Farm Progress

Three years of research has show that the risk to butterflies from GM corn is negligible.

September 21, 2011

2 Min Read

Mechthild Schuppener of RWTH Aachen University has investigated whether the small tortoiseshell and peacock butterflies could be at risk from the cultivation of genetically modified Bt maize. After three years of research, the scientist concludes that the risk to butterflies from the Bt maize she studied is negligible. GMO Safety interviewed Mechthild Schuppener about the results of her research and has summarized the findings in a video.   

The Bt maize in question produces three different Bt proteins, two of which target the European corn borer.

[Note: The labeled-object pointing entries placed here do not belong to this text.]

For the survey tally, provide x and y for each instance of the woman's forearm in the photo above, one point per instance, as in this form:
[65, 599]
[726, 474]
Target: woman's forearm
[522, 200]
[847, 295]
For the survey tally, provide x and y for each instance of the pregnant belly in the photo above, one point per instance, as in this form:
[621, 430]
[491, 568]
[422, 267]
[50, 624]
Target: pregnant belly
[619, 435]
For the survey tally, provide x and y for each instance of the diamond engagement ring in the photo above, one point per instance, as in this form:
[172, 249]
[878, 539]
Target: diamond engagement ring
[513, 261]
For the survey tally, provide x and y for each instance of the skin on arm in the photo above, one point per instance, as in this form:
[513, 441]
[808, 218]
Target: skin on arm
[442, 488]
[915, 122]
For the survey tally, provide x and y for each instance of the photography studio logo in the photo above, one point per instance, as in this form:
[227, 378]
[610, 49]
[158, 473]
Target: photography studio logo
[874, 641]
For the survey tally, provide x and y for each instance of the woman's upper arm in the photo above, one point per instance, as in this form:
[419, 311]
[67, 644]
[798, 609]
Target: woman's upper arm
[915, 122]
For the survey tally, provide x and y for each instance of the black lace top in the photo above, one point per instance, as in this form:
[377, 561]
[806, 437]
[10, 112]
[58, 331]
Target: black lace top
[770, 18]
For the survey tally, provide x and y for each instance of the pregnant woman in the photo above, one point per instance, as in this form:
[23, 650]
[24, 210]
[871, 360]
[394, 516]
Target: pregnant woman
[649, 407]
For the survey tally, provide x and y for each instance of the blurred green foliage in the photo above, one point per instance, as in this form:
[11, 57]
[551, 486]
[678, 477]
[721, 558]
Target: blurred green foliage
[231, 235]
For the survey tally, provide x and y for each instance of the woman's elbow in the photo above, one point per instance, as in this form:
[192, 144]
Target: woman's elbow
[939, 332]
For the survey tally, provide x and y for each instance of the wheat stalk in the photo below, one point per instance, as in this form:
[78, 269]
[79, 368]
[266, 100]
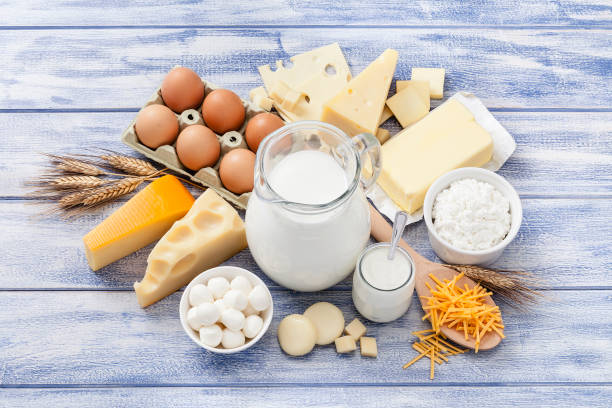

Since the European corn borer is a moth, it was probable that other species of moth and butterfly would be sensitive to these Bt proteins as well.   

Mechthild Schuppener therefore started by conducting a feeding experiment in the laboratory with butterflies she had bred hersef. The aim was to find out how sensitively the caterpillars respond when they eat pollen from Bt maize. The Bt pollen feed was found to start having an effect at doses of 200 to 300 pollen grains per cm².  At these levels the caterpillars ate less. At 1000 pollen grains per cm² the mortality rate was much higher than for caterpillars fed on conventional maize pollen.   

In the field, the scientist investigated how much maize pollen lands on the food plants of butterflies under natural conditions. Mechthild Schuppener set up pollen traps at various distances from the maize field, and placed a stinging nettle plant next to each one. As expected, the highest pollen quantities were found right next to the field edge, with an average of 150 pollen grains per cm² in the pollen traps, but only a fifth of this quantity on the stinging nettle leaves. The pollen concentrations that led to increased mortality among the caterpillars in the laboratory were not found in the field. 

In another part of the project, two different agricultural landscapes were mapped for nests of the two butterfly species during the maize‐flowering period. It emerged that caterpillars do develop near maize fields, but that only some of them are there during the maize‐flowering period.